Terakhir diperbarui: 01 June 2026

Keamanan data bisnis Anda adalah prioritas utama kami. Halaman ini menjelaskan langkah-langkah teknis dan operasional yang kami terapkan untuk melindungi sistem Haystech.

🔒 Enkripsi

Semua koneksi menggunakan HTTPS/TLS. Data tidak dikirim dalam teks biasa.

🛡️ Akses Kontrol

Session aman, timeout otomatis, dan pembatasan akses per peran pengguna.

📋 Audit Log

Setiap akses dan perubahan data dicatat untuk keperluan audit dan deteksi anomali.

💾 Backup

Data di-backup secara berkala untuk pemulihan cepat jika terjadi insiden.

1. Enkripsi Data

Semua komunikasi antara browser dan server dienkripsi menggunakan protokol TLS (HTTPS). Koneksi HTTP dialihkan otomatis ke HTTPS.
Password pengguna disimpan menggunakan algoritma hashing bcrypt — tidak ada penyimpanan password dalam bentuk teks biasa.
Token demo dan token sesi dibuat menggunakan generator acak yang aman secara kriptografis (random_bytes).

2. Manajemen Sesi

Cookie sesi dikonfigurasi dengan flag HttpOnly, Secure, dan SameSite=Strict untuk mencegah akses JavaScript dan serangan CSRF.
ID sesi diregenerasi setelah login berhasil untuk mencegah session fixation.
Sesi berakhir otomatis setelah periode tidak aktif.

3. Perlindungan Login

Akun dikunci sementara setelah sejumlah percobaan login yang gagal untuk mencegah serangan brute force.
Durasi kunci meningkat secara progresif sesuai jumlah percobaan gagal berturut-turut.
Semua aktivitas login (berhasil dan gagal) dicatat dalam log akses.

4. Header Keamanan HTTP

Server kami mengirimkan header keamanan HTTP berikut pada setiap respons:

X-Content-Type-Options: nosniff — mencegah MIME sniffing.
X-Frame-Options: SAMEORIGIN — mencegah clickjacking.
Referrer-Policy: strict-origin-when-cross-origin — membatasi kebocoran referrer.
Content-Security-Policy — membatasi sumber daya yang dapat dimuat halaman.
Permissions-Policy — menonaktifkan akses ke kamera, mikrofon, dan sensor perangkat yang tidak dibutuhkan.
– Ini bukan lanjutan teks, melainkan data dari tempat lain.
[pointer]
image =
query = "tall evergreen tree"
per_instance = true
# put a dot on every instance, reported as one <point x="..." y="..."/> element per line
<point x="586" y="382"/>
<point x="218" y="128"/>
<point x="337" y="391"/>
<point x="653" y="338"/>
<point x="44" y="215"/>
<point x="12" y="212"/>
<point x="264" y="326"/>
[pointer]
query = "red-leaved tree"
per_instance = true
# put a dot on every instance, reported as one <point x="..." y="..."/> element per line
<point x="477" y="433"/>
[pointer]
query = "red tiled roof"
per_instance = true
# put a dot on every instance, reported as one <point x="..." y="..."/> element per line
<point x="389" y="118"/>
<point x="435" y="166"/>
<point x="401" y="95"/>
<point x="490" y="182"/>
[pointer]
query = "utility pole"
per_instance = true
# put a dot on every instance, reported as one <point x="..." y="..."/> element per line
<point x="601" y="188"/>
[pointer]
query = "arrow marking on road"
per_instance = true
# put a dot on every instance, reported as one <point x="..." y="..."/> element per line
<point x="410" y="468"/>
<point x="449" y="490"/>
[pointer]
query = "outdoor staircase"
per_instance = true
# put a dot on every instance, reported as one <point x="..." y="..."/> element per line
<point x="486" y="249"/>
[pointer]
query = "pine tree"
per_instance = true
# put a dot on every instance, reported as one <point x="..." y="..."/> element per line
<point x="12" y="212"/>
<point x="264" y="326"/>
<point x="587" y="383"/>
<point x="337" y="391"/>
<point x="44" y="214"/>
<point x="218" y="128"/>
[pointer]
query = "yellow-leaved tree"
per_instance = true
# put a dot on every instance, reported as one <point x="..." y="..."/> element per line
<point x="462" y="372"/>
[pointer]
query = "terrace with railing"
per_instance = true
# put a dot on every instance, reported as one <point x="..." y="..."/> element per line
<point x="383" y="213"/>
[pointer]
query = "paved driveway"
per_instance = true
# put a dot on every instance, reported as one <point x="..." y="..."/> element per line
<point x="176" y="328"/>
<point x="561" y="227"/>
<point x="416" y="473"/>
5. Perlindungan File dan Direktori

File konfigurasi (.env, composer.json, dll.) diblokir dari akses publik.
Direktori internal seperti /includes/ dan /storage/ tidak dapat diakses langsung.
Listing direktori dinonaktifkan di seluruh server.

6. Backup dan Pemulihan

Data di-backup secara otomatis setiap hari ke penyimpanan terpisah.
Backup diuji secara berkala untuk memastikan kemampuan pemulihan.
Prosedur pemulihan data terdokumentasi dan dapat dieksekusi dalam waktu singkat.

7. Pelaporan Kerentanan

Kami menghargai kontribusi komunitas keamanan. Jika Anda menemukan kerentanan keamanan di sistem Haystech, mohon laporkan secara bertanggung jawab melalui:

Email: security@haystech.app

Jangan membagikan kerentanan secara publik sebelum kami memiliki kesempatan untuk memperbaikinya. Kami berkomitmen merespons laporan keamanan dalam 72 jam kerja.

8. Kepatuhan

Praktik keamanan kami dirancang untuk selaras dengan persyaratan UU PDP (Undang-Undang Perlindungan Data Pribadi) No. 27 Tahun 2022 dan standar keamanan informasi yang berlaku di Indonesia.